Length: “Long hull” 306' 0" x 300' 0"

Molded Beam: 37' 0"

Displacement: 1,450 long tons standard; 1,810 full load.

Draft: Light: 9' 7"; Deep: 13' 9"

Designed Complement: Officers, 15; Enlisted, 198.

Shaft Horsepower: 12,000

Speed: Trial: 23.6 knots; Service: 24 knots

Screws: Two.

Rudders: Two.

Bridge: Low, enclosed.

Stack: One.

ARMAMENT

Gun battery: 2 x 5-inch/38 caliber dual purpose guns.

Initial: 2 x twin 40mm Bofors.

Later: 1 x quad and 3 x twin 40mm Bofors.

Short range: 8 or 10 x single 20mm Oerlikon.

Anti-submarine battery: 2 x depth charge tracks, 8 x depth charge projectors, 1 x Hedgehog.

The Rudderow class TEV (Turbo Electric 5-inch) type first appeared in 1944. The design matched two 5-inch/38 cal. guns with a Buckley-class (TE) hull and 12,000 shp powerplant. It also introduced a low, enclosed bridge, which it shared with the John C. Butler class (WGT).

Seventy-two Rudderows were built; 69 were completed by the time of the surrender of Japan on 2 September 1945, two more followed later in September and one in November.

Only 21 Rudderows saw service as destroyer escorts.
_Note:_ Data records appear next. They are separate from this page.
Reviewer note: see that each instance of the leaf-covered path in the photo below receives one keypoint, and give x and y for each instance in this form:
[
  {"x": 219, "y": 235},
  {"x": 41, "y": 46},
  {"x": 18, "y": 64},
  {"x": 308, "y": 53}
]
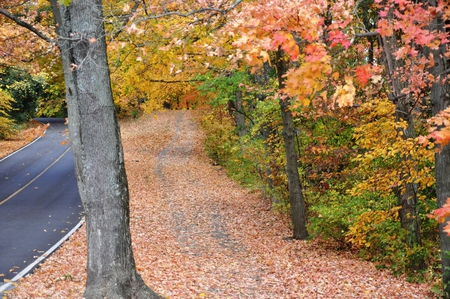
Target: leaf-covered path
[{"x": 197, "y": 234}]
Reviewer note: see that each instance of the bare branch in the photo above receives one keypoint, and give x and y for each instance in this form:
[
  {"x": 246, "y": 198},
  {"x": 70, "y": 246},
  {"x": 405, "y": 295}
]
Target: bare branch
[
  {"x": 27, "y": 26},
  {"x": 174, "y": 81},
  {"x": 133, "y": 10},
  {"x": 191, "y": 13}
]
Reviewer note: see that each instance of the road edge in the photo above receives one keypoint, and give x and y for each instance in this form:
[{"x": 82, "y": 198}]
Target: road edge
[{"x": 11, "y": 284}]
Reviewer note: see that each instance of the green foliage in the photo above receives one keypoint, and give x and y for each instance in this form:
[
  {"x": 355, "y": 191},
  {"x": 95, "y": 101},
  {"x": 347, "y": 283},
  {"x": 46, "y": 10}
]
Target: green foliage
[
  {"x": 26, "y": 90},
  {"x": 220, "y": 137},
  {"x": 6, "y": 123}
]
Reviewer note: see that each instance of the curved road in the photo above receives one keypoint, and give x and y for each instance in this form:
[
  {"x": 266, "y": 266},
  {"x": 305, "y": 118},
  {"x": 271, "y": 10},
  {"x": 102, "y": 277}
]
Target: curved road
[{"x": 39, "y": 200}]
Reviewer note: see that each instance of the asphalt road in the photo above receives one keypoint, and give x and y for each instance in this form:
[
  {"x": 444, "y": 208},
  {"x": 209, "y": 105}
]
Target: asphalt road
[{"x": 39, "y": 201}]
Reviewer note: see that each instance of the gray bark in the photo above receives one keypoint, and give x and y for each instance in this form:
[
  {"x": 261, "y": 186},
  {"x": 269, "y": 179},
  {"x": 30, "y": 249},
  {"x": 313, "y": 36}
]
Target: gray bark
[
  {"x": 96, "y": 144},
  {"x": 407, "y": 192},
  {"x": 440, "y": 100},
  {"x": 298, "y": 211}
]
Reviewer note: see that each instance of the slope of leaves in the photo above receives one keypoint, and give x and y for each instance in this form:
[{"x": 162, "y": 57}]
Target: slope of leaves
[
  {"x": 196, "y": 234},
  {"x": 21, "y": 138}
]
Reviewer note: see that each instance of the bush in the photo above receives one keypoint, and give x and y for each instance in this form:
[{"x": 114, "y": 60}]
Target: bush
[{"x": 7, "y": 125}]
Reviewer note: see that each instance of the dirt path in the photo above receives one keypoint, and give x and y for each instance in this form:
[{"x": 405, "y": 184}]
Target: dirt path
[{"x": 196, "y": 234}]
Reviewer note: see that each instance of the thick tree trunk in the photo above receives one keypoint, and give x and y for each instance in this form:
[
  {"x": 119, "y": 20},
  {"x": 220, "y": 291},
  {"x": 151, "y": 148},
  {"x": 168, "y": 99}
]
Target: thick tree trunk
[
  {"x": 95, "y": 140},
  {"x": 407, "y": 192},
  {"x": 298, "y": 212}
]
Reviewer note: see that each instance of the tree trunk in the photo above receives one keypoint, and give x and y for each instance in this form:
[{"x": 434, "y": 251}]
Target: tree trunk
[
  {"x": 239, "y": 117},
  {"x": 440, "y": 100},
  {"x": 95, "y": 140},
  {"x": 298, "y": 212},
  {"x": 407, "y": 192}
]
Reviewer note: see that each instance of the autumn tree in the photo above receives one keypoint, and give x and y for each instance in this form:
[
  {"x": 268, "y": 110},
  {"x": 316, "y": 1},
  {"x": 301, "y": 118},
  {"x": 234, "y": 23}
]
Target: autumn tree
[{"x": 95, "y": 139}]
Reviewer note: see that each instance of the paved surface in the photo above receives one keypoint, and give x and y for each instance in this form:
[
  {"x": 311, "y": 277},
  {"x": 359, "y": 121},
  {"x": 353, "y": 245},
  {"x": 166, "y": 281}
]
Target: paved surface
[{"x": 39, "y": 201}]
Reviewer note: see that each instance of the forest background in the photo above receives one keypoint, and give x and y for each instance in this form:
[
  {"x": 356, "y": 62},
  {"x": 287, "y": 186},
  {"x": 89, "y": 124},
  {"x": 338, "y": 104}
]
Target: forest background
[{"x": 328, "y": 107}]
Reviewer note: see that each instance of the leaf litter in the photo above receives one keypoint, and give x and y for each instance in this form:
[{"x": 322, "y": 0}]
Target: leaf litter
[{"x": 197, "y": 234}]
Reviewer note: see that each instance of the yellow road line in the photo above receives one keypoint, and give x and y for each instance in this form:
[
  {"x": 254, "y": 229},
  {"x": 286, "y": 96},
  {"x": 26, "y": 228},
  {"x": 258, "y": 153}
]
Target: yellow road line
[{"x": 30, "y": 182}]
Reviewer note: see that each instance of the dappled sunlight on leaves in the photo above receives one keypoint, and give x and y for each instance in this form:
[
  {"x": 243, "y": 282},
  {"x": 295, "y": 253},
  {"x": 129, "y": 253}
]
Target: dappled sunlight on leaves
[{"x": 197, "y": 234}]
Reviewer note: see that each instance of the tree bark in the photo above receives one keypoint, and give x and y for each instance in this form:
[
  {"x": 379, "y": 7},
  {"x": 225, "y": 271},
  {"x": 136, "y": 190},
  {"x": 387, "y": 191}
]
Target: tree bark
[
  {"x": 440, "y": 100},
  {"x": 96, "y": 144},
  {"x": 298, "y": 212},
  {"x": 407, "y": 192}
]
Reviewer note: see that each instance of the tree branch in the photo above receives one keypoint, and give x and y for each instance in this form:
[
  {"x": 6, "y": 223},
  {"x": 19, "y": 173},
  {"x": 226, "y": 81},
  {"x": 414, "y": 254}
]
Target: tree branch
[
  {"x": 133, "y": 10},
  {"x": 27, "y": 26},
  {"x": 174, "y": 81},
  {"x": 191, "y": 13}
]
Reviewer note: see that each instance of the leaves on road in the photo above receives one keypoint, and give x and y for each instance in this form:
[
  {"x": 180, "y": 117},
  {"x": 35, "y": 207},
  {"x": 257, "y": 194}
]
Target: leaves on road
[{"x": 196, "y": 234}]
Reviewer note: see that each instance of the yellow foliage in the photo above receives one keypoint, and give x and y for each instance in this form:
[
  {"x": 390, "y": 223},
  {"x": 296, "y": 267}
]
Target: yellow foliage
[
  {"x": 382, "y": 145},
  {"x": 365, "y": 226}
]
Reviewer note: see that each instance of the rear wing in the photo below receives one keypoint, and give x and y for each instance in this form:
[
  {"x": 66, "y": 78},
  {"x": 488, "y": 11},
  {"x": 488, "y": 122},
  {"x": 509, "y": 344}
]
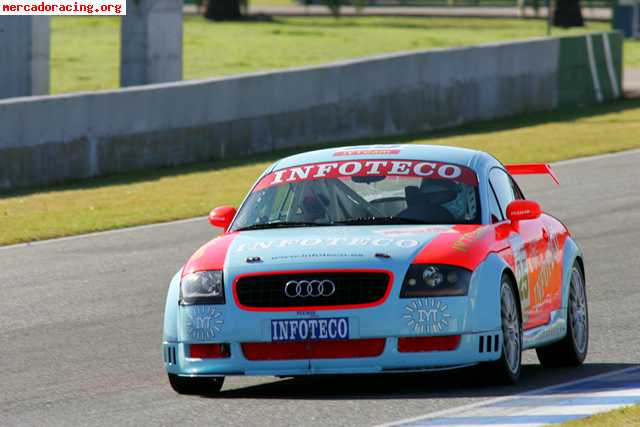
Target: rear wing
[{"x": 533, "y": 169}]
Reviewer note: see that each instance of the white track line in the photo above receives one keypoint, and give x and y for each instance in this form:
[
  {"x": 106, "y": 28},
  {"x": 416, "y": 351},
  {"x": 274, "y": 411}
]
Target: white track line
[
  {"x": 458, "y": 409},
  {"x": 202, "y": 218},
  {"x": 104, "y": 233}
]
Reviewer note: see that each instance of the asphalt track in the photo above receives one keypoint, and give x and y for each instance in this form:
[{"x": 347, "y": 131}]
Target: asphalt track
[{"x": 80, "y": 325}]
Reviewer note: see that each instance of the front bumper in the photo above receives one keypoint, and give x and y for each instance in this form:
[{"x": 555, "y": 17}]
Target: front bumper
[
  {"x": 467, "y": 353},
  {"x": 442, "y": 316}
]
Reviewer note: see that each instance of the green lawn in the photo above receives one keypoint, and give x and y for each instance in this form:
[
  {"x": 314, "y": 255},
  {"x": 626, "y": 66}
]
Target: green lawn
[
  {"x": 85, "y": 50},
  {"x": 627, "y": 417},
  {"x": 188, "y": 191}
]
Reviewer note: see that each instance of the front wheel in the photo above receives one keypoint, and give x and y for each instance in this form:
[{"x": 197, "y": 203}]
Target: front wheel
[
  {"x": 572, "y": 349},
  {"x": 201, "y": 386},
  {"x": 506, "y": 370}
]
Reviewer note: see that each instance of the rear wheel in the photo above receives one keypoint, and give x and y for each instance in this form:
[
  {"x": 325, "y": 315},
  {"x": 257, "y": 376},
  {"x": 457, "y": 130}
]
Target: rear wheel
[
  {"x": 506, "y": 370},
  {"x": 572, "y": 349},
  {"x": 201, "y": 386}
]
The last 47 TEVs delivered before World War II ended were commissioned as APDs; one other was converted as an APD after completion as a DE. Three other APDs were completed postwar.


BUILDERS

Six yards participated in the building program: Bethlehem-Hingham and Quincy, Consolidated, Defoe, and the navy yards at Charleston and Philadelphia.

LOSSES AND DECORATIONS

TEVs in the US Navy sustained no losses during World War II and received no citations or commendations.